The bulk of that money came from the approximately $2.5 million spent by the campaign against Measure D, a 1-cent-per-ounce tax on distributors of sugar-sweetened beverages. The Yes on D side spent nearly $1 million, receiving a donation of $115,000 from former New York mayor Michael Bloomberg — who ultimately contributed more than $600,000 in support of the tax — in the week leading up to the election.
Feb. 2 marked the deadline for filing postelection statements for the November election. These documents also reveal that Bloomberg provided about $350,000 for television advertising time and production — last year, he paid for an ad supporting Measure D to run during the World Series.
Later contributions to the No on D campaign consisted mostly of ones from the American Beverage Association California PAC, including more than $100,000 received in December.
Nearly $250,000 was spent by the campaign against Measure R, a proposal spearheaded by Councilmember Jesse Arreguin that would have put new environmental and labor regulations on development in Downtown Berkeley.
Overall, much of its contributions came from realtor groups, including a $5,000 contribution from the California Association of Realtors Issues Mobilization PAC received in December. The campaign also spent about $600 on a campaign victory event at the Beta Lounge, a bar in Berkeley.
The Yes on R campaign, in contrast, spent only about $24,000. Its later contributions included donations from various community members. Expenditures also included a $250 contribution to Arreguin, who ran uncontested in District 4.
Now that postelection statements have come in, the city staff is in the process of examining them. Berkeley’s Fair Campaign Practices Commission already was presented with a report last month on mass-mailing certifications and campaign statements filed as of Jan. 15.
According to the report, at least 60 mass mailings were filed by Berkeley committees in the 2014 election cycle, more than 75 percent of which were filed on time.

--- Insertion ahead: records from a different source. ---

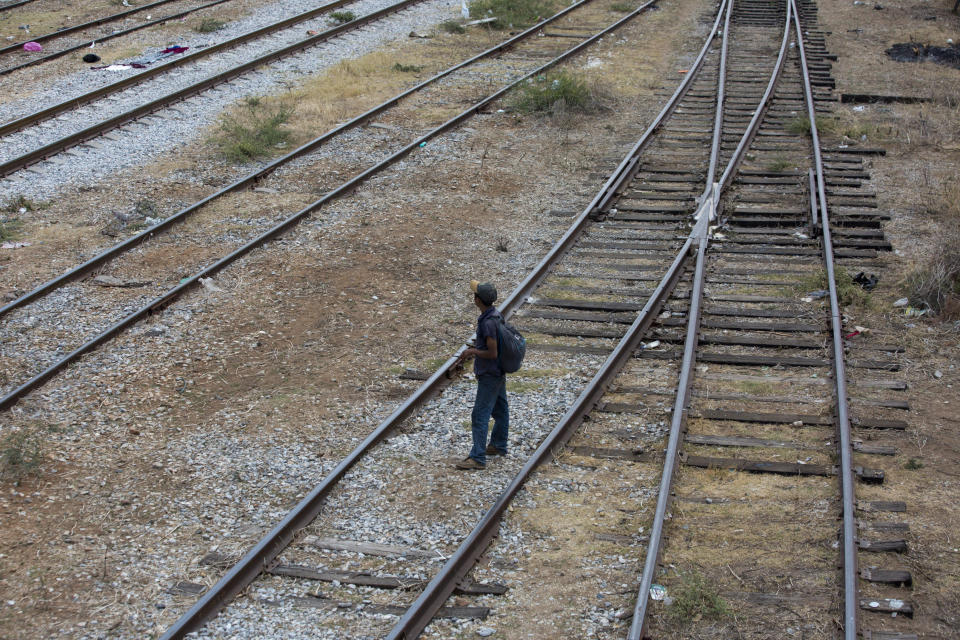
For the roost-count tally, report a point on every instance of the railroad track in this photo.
(65, 48)
(33, 144)
(639, 244)
(41, 343)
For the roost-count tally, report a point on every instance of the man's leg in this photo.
(482, 407)
(501, 417)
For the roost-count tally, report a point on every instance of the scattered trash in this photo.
(867, 283)
(207, 284)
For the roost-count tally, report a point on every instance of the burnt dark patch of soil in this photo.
(916, 52)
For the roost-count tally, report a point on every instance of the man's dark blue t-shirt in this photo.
(487, 325)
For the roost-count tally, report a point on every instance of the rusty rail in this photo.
(681, 403)
(110, 36)
(850, 611)
(253, 562)
(252, 178)
(96, 94)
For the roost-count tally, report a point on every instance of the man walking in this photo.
(491, 382)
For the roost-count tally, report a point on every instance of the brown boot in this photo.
(469, 464)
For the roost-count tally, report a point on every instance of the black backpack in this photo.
(511, 347)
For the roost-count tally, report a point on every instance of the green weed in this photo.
(452, 26)
(209, 25)
(407, 68)
(936, 284)
(696, 597)
(253, 130)
(20, 455)
(554, 92)
(343, 17)
(10, 229)
(849, 293)
(513, 14)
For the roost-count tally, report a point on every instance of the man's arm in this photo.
(490, 353)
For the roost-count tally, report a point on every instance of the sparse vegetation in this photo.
(849, 293)
(253, 130)
(695, 597)
(513, 14)
(555, 93)
(10, 229)
(343, 17)
(407, 68)
(936, 285)
(20, 204)
(452, 26)
(20, 455)
(209, 25)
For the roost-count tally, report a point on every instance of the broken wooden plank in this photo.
(888, 605)
(370, 548)
(887, 576)
(633, 455)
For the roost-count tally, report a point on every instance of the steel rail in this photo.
(42, 153)
(96, 94)
(10, 399)
(630, 165)
(252, 178)
(850, 604)
(421, 612)
(110, 36)
(681, 403)
(86, 25)
(266, 550)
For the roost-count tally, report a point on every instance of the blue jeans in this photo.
(491, 400)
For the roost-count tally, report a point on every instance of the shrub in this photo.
(452, 26)
(554, 92)
(695, 597)
(936, 285)
(209, 25)
(849, 293)
(513, 14)
(343, 17)
(9, 229)
(19, 455)
(253, 130)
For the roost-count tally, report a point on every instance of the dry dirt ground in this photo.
(305, 340)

The report noted that although mailing certifications were generally compliant, they did not always properly list “major funding by” information.
City staff checks in with committees throughout the filing process to ensure that errors are being rectified, according to Kristy van Herick, a deputy city attorney and the outgoing staff secretary for the commission,
Herick also noted that 2014 was the first election year in which all committees that raised or spent more than $1,000 were mandated to electronically file campaign statements, as per a Berkeley law adopted in 2013.